Vamos a esbozar como se puede usar la biología molecular; el estudio de los ácidos nucleicos en el marco de la producción de cerdo ibérico.
BUSQUEMOS ÁCIDOS NUCLEICOS
La pregunta es ¿Cuántos ácidos nucleicos podemos buscar en un cerdo? la pregunta parece paradójica: evidentemente del propio cerdo. Pero también de cualquier ser vivo relacionado con él: esto es, bacterias (tanto patógenas como saprófitas), virus o parásitos.
Ácidos nucleicos ajenos al cerdo
Como dijimos, todo ser vivo tiene ácidos nucleicos, lo que nos permite buscarlos mediante técnicas moleculares. Encontrar los ácidos nucleicos es posible mediante distintas técnicas; la más popular actualmente es la PCR (Polimerase Chain Reaction; reacción en cadena de la polimerasa) que replica un fragmento de ADN hasta que se pueda visualizar. Puede ser clásica (es cualitativa; solo da información de presencia/ausencia de un ácido nucleico) o en tiempo real (es cuantitativa; nos puede informar sobre la cantidad de moléculas iniciales de ADN en la muestra).
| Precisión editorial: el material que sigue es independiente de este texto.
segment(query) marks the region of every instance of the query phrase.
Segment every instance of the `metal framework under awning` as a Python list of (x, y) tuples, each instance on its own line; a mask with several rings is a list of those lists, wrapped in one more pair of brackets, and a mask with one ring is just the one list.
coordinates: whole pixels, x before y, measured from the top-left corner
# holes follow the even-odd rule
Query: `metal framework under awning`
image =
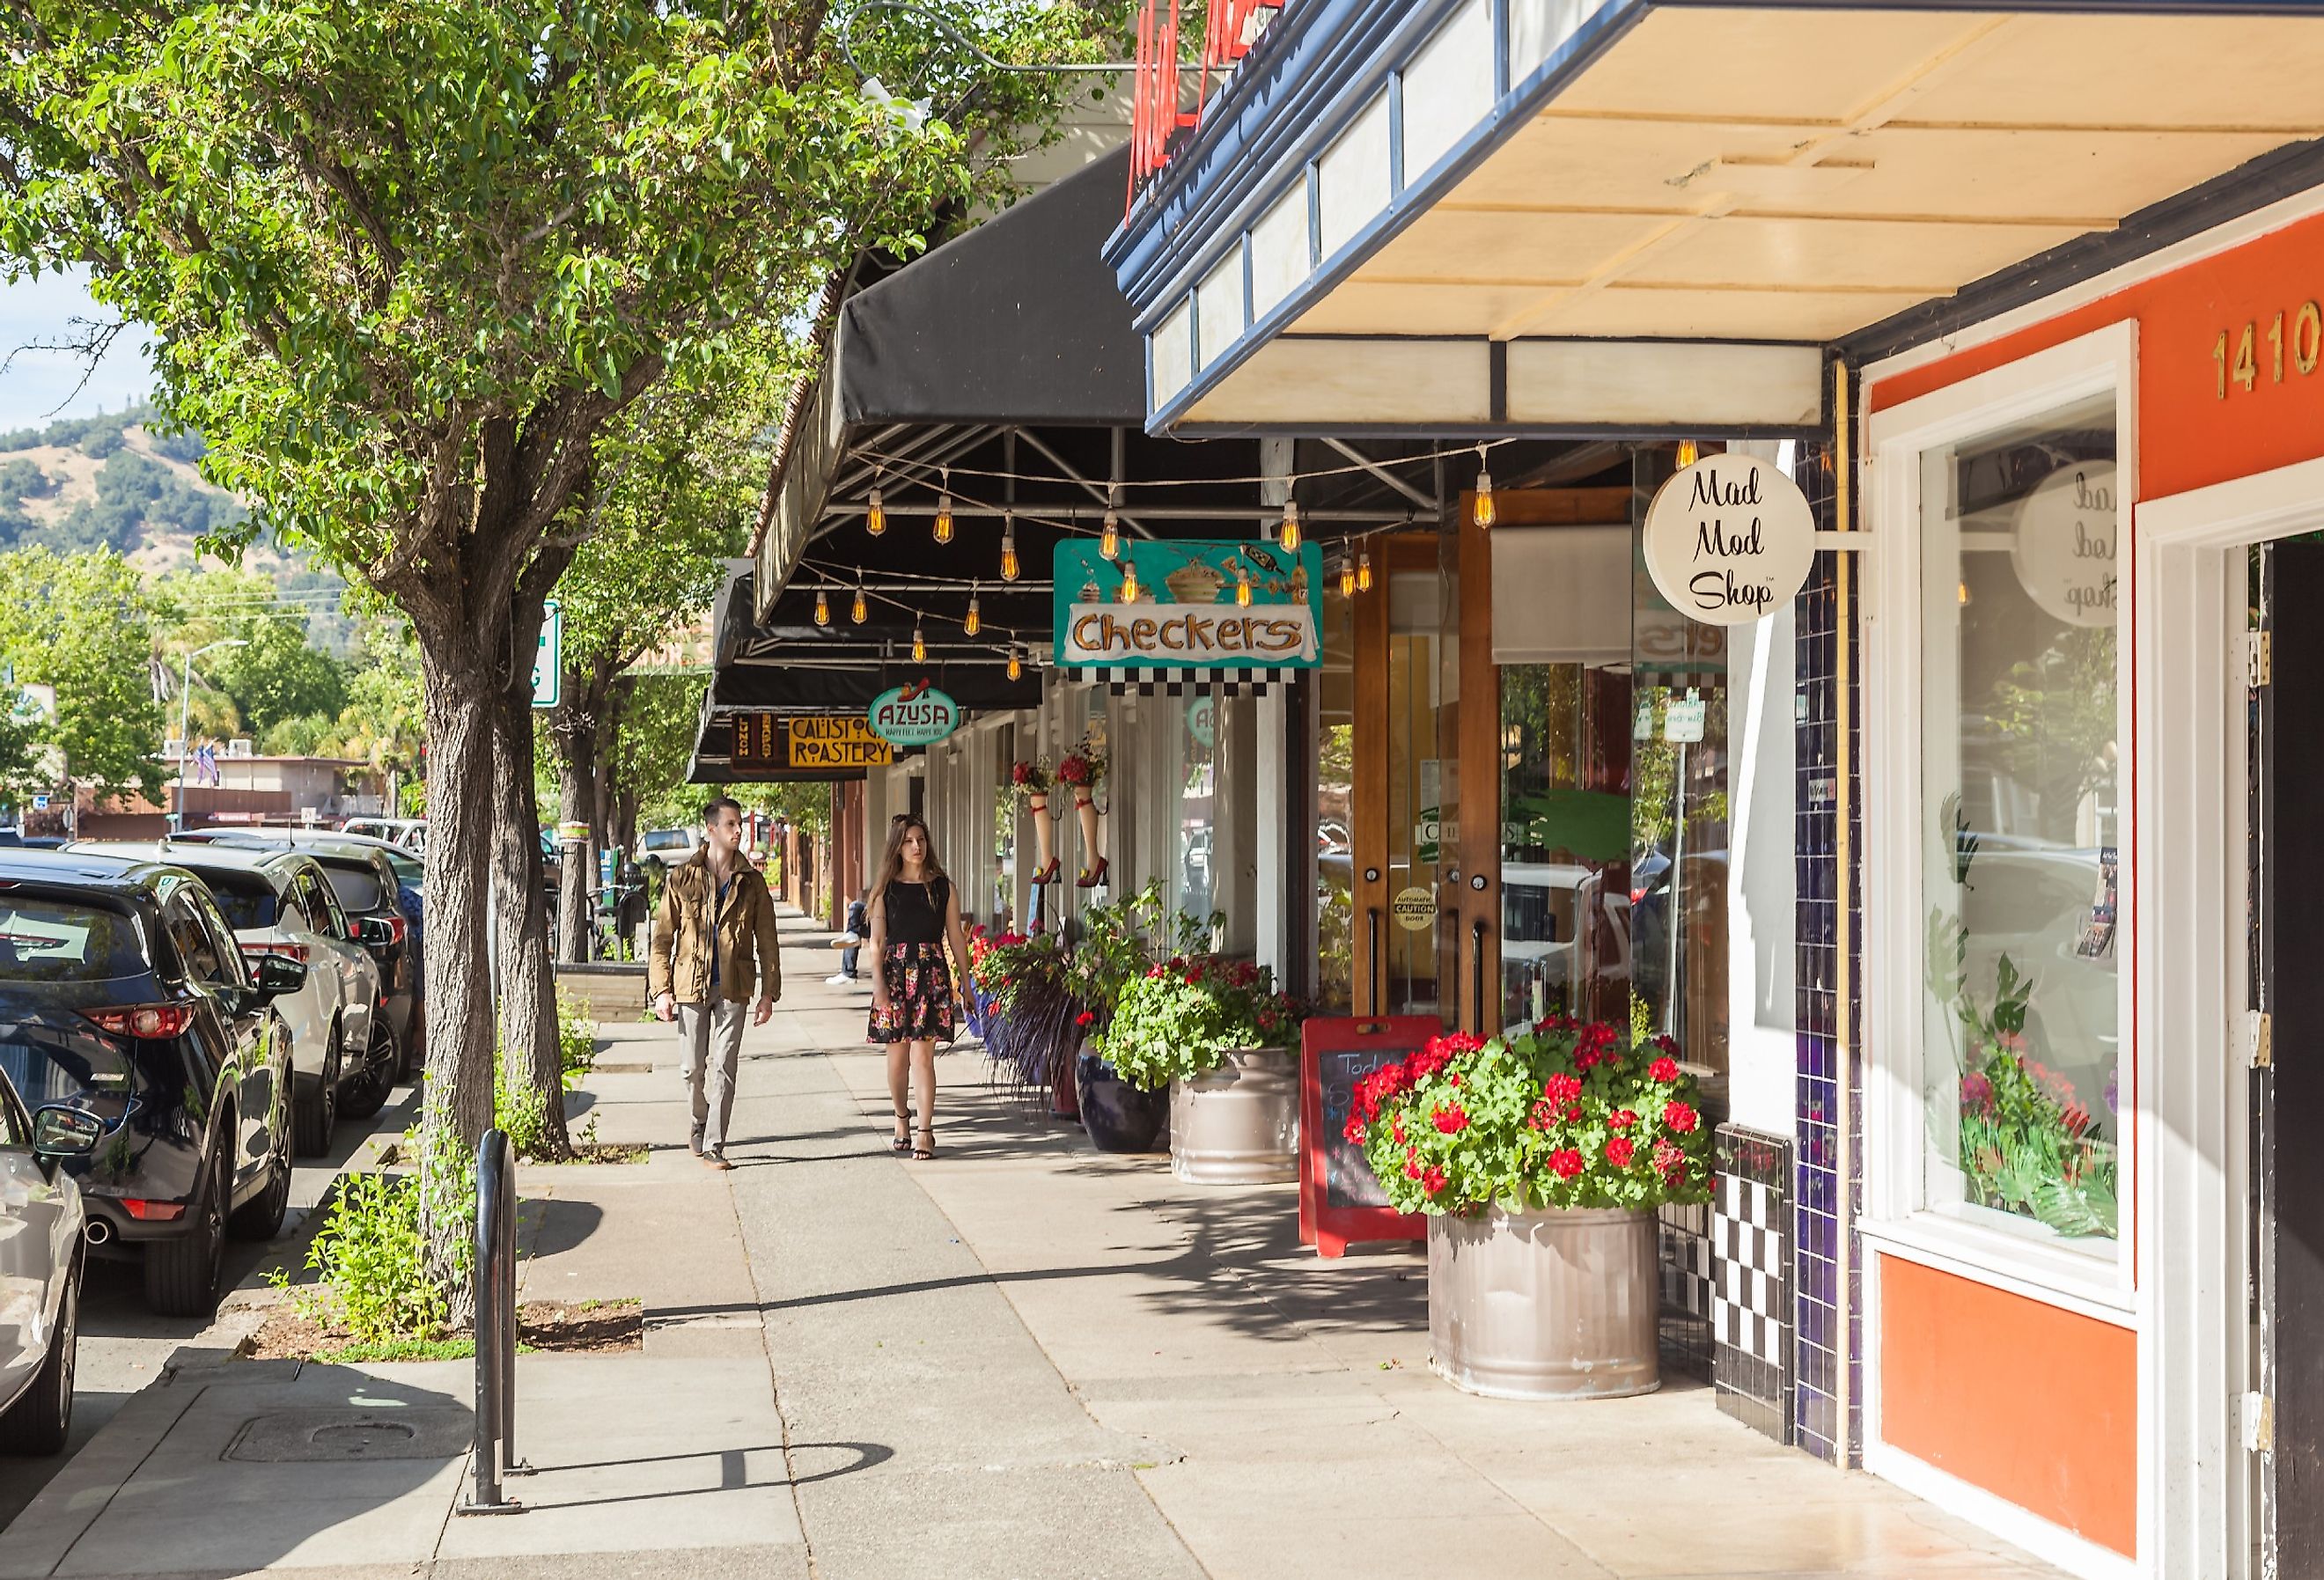
[(1824, 427), (1824, 348), (2324, 126), (2280, 4), (1299, 0), (1107, 257), (1153, 431)]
Cuando se trata de un virus que tiene ARN como dotación genética, primero habremos de hacer un retrotranscipción inversa (un mecanismo que existe en la naturaleza) para convertirlo en ADN y poder hacer la PCR. También podremos usar la hibridación in situ para encontrar ácidos nucleicos, pero en este caso en un tejido fijado en un porta de histología.
Pero ¿en qué muestras podemos encontrar estos ácidos nucleicos? Prácticamente en cualquier muestra biológica: tejidos, heces, secreciones, exudados, leche, semen, abortos, fluidos orales, fluido bronco alveolar, carne o procesados. Siempre hay que tener en cuenta que el ADN es muy estable y el ARN es muy poco estable de forma natural. Por tanto, debemos preservar adecuadamente las muestras para poder obtener resultados fiables. Pero este tema se tratará en otro artículo.
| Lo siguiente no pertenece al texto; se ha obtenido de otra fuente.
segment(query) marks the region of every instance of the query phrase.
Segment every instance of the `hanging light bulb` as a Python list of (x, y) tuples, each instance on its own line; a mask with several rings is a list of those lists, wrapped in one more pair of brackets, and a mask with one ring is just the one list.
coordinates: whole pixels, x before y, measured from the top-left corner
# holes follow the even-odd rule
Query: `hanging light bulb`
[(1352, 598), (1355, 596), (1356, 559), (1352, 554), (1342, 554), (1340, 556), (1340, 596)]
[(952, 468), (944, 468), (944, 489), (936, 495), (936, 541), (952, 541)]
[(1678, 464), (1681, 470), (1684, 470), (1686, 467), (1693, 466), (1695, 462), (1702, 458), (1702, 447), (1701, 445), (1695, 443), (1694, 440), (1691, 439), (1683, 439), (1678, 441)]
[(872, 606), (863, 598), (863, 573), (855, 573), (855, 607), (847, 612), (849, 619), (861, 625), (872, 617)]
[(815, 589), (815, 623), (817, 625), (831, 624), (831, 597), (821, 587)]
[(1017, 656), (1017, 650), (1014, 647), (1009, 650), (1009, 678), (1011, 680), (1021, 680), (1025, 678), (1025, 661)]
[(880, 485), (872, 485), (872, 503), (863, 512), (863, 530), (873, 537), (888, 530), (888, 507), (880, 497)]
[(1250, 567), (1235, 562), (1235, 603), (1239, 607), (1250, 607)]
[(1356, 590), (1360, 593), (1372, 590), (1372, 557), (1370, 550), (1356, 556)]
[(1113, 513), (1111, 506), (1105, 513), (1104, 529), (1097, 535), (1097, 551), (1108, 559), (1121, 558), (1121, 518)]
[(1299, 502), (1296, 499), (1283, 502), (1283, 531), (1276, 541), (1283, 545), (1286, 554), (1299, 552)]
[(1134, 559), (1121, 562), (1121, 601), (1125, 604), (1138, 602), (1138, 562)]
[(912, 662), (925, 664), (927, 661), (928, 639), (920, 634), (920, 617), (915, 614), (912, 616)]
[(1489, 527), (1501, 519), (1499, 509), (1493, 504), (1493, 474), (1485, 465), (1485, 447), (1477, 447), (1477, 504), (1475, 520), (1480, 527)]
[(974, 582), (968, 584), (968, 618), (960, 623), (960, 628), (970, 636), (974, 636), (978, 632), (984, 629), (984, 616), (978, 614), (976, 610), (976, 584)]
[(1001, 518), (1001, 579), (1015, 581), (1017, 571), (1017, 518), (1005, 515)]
No solo podemos identificar la presencia o la carga de un patógeno, sino que utilizando secuenciación (determinando la secuencia de ADN o ARN que tenga el patógeno en alguna parte del ácido nucleico) podemos comparar las distintas muestras de un mismo patógeno y determinar cercanía o lejanía entre cepas. Esto nos ayudará a comprender la trasmisión de ciertos patógenos.
Posiblemente, este uso de la biología molecular sea el más conocido tanto en producción de cerdo blanco como en producción de cerdo ibérico.
Ahora sí: Ácidos nucleicos del cerdo
Cuando usemos el propio ácido nucleico del cerdo podremos usar otras técnicas moleculares, sobre todo enfocadas a la identificación, determinación de parentescos, búsqueda de mutaciones beneficiosas o perjudiciales o incluso cómo se expresan los genes en un animal.
Otro concepto es el de marcador molecular. Este concepto hace referencia a algún elemento del ADN que nos sirva de indicador. Los más utilizados son:
- Microsatélites: Se trata de repeticiones de 2-6 pares de bases (pdb) que no se pueden convertir en proteínas (no se transcriben) y que sirven de separaciones entre genes que sí se transcriben. Estas zonas están en el mismo sitio en todos los animales, pero el número de repeticiones pueden variar entre individuos. Utilizamos este principio para identificar animales o establecer paternidades, contando el número de repeticiones.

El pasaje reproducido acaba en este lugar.